Edward Taylor was a frontier minister who wrote a prolific amount of devotional poetry. The
poems are full of deep piety, learned and quiet, but sometimes an errant wildness runs under the
seams of his words.
It’s said that he wrote poetic meditations to put himself in the correct spiritual state for his
communion with Christ.
I imagine the task swallowing him each time, moving its own patient way like snowmelt. A poem
may hold the unwieldy pieces of the earth together with a whole heart; a poem may cut that heart
to lace.
His first wife, Elizabeth Fitch, bore eight children; five died in infancy. Taylor wrote more and
more sermons and poems.
Sometimes a conceit makes itself necessary in the safety of the impasse between word and world.

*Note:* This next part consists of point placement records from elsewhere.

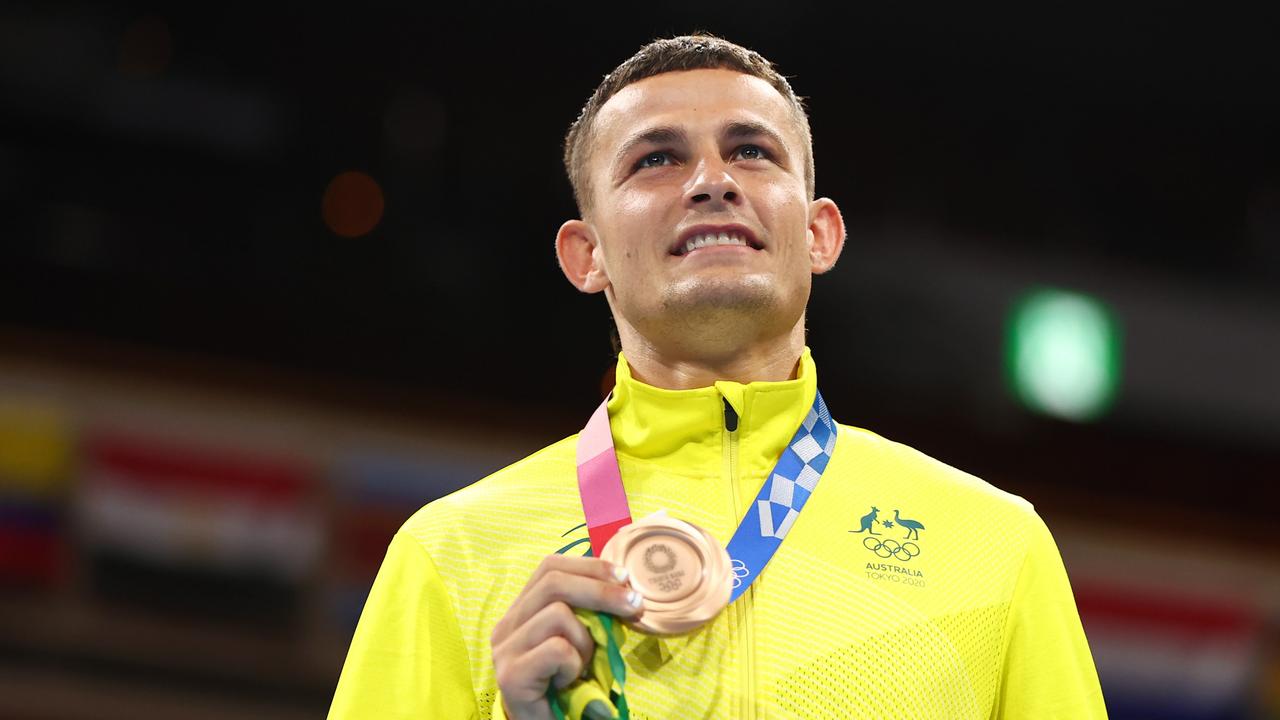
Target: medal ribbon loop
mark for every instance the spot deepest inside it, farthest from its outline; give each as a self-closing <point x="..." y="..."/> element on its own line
<point x="777" y="506"/>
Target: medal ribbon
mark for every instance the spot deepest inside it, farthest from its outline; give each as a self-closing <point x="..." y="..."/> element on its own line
<point x="766" y="524"/>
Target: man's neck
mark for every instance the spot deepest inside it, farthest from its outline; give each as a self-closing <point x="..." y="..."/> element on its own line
<point x="682" y="369"/>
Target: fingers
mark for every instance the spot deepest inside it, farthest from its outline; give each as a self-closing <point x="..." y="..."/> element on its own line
<point x="540" y="639"/>
<point x="561" y="657"/>
<point x="553" y="620"/>
<point x="598" y="591"/>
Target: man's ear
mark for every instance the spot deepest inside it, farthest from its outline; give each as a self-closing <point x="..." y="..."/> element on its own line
<point x="826" y="235"/>
<point x="580" y="256"/>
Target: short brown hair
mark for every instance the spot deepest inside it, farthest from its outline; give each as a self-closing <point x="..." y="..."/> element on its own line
<point x="696" y="51"/>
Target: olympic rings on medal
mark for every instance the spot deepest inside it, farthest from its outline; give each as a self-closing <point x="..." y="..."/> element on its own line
<point x="891" y="548"/>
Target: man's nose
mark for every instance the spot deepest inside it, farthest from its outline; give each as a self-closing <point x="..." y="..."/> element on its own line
<point x="712" y="187"/>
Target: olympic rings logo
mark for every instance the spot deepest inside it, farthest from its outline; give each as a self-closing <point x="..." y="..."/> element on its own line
<point x="891" y="548"/>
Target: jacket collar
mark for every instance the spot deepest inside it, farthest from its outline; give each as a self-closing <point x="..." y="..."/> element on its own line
<point x="685" y="429"/>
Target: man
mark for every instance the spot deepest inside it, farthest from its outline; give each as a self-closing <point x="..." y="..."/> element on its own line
<point x="904" y="588"/>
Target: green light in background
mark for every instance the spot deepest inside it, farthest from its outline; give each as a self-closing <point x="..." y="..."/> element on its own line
<point x="1063" y="354"/>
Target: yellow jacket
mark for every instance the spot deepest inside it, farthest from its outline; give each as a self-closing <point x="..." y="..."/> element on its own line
<point x="905" y="589"/>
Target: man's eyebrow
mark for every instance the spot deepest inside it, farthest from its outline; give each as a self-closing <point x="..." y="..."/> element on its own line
<point x="662" y="135"/>
<point x="743" y="130"/>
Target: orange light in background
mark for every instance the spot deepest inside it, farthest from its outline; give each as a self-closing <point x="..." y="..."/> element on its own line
<point x="146" y="46"/>
<point x="352" y="204"/>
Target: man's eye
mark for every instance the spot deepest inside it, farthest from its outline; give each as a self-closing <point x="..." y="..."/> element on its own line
<point x="653" y="160"/>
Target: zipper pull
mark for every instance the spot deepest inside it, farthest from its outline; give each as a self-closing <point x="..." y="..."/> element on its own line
<point x="730" y="418"/>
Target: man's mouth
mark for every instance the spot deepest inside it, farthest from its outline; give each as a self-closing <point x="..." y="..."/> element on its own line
<point x="698" y="238"/>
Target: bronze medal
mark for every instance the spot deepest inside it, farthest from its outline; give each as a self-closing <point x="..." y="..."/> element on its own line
<point x="680" y="569"/>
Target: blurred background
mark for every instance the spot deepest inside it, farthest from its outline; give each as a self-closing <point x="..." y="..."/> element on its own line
<point x="274" y="276"/>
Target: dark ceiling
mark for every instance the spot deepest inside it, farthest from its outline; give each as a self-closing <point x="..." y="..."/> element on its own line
<point x="161" y="168"/>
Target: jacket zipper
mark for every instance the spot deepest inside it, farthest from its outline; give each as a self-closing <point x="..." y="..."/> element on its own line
<point x="744" y="602"/>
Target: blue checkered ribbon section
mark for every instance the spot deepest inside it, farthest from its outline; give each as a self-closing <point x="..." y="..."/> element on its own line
<point x="782" y="496"/>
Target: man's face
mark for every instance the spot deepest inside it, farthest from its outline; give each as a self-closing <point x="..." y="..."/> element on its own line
<point x="699" y="203"/>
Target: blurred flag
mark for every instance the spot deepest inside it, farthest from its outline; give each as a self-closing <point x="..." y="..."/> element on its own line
<point x="1169" y="656"/>
<point x="229" y="527"/>
<point x="36" y="445"/>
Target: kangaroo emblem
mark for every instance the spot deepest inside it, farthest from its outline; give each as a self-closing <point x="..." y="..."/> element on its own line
<point x="869" y="522"/>
<point x="913" y="527"/>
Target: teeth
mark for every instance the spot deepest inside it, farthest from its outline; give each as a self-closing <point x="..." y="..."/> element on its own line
<point x="713" y="238"/>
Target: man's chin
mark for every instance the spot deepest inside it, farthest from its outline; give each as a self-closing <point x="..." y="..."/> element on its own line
<point x="741" y="295"/>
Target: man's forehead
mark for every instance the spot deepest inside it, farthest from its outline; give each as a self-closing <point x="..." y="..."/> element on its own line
<point x="707" y="98"/>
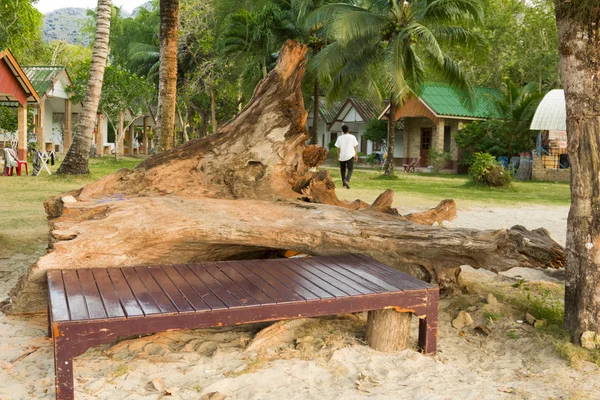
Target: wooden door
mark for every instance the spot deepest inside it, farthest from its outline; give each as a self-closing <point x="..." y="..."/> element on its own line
<point x="425" y="146"/>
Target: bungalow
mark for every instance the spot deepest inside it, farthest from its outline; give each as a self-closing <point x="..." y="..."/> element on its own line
<point x="433" y="119"/>
<point x="16" y="91"/>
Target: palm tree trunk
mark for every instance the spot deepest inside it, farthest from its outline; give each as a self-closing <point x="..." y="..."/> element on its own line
<point x="167" y="80"/>
<point x="579" y="47"/>
<point x="76" y="160"/>
<point x="314" y="136"/>
<point x="213" y="102"/>
<point x="391" y="139"/>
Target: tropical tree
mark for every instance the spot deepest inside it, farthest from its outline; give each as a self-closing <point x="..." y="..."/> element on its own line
<point x="400" y="39"/>
<point x="254" y="37"/>
<point x="167" y="80"/>
<point x="579" y="47"/>
<point x="76" y="160"/>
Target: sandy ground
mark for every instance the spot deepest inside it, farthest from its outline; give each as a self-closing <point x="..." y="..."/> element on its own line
<point x="518" y="365"/>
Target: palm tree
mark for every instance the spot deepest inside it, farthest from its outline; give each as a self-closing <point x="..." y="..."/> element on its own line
<point x="256" y="35"/>
<point x="314" y="35"/>
<point x="167" y="76"/>
<point x="401" y="39"/>
<point x="76" y="160"/>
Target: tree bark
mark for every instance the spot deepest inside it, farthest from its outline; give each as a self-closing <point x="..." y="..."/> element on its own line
<point x="76" y="160"/>
<point x="391" y="139"/>
<point x="314" y="139"/>
<point x="242" y="193"/>
<point x="579" y="48"/>
<point x="167" y="80"/>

And make my soul Thy holy spool to be, writes Taylor.
His parishioners were called to worship in the wilderness with a beat of a drum, amidst cold
plants, the night coming on, undelivered ashes of stars.
Flocks take to the sky at dusk. I have wondered if the parishioners counted the days.
As in: did they ever travel past the corrective of the afterworld to stand in the strong spine of
rivers? According to Taylor: In heaven soaring up, I dropt an ear on earth: and oh! Sweet melody
—(Or weren’t there deranged cries in the wilderness, too?)
Taylor’s trust appears both adamantine and vulnerable, like the slow plan of the flowering grass
or torn, stilled clouds.
Alone in his study, he writes down some dimensions—
I’m but a Flesh and Blood bag, Oh!
Consider the strange and riotous interior, through which so many nameless things fly.
As weeds continue to idle their tails, leaves molder right on time. In the rafters of the sky, a
pristine star shines with unassailability. It can’t be taught a thing.
The wilderness: I cannot get around the back of it.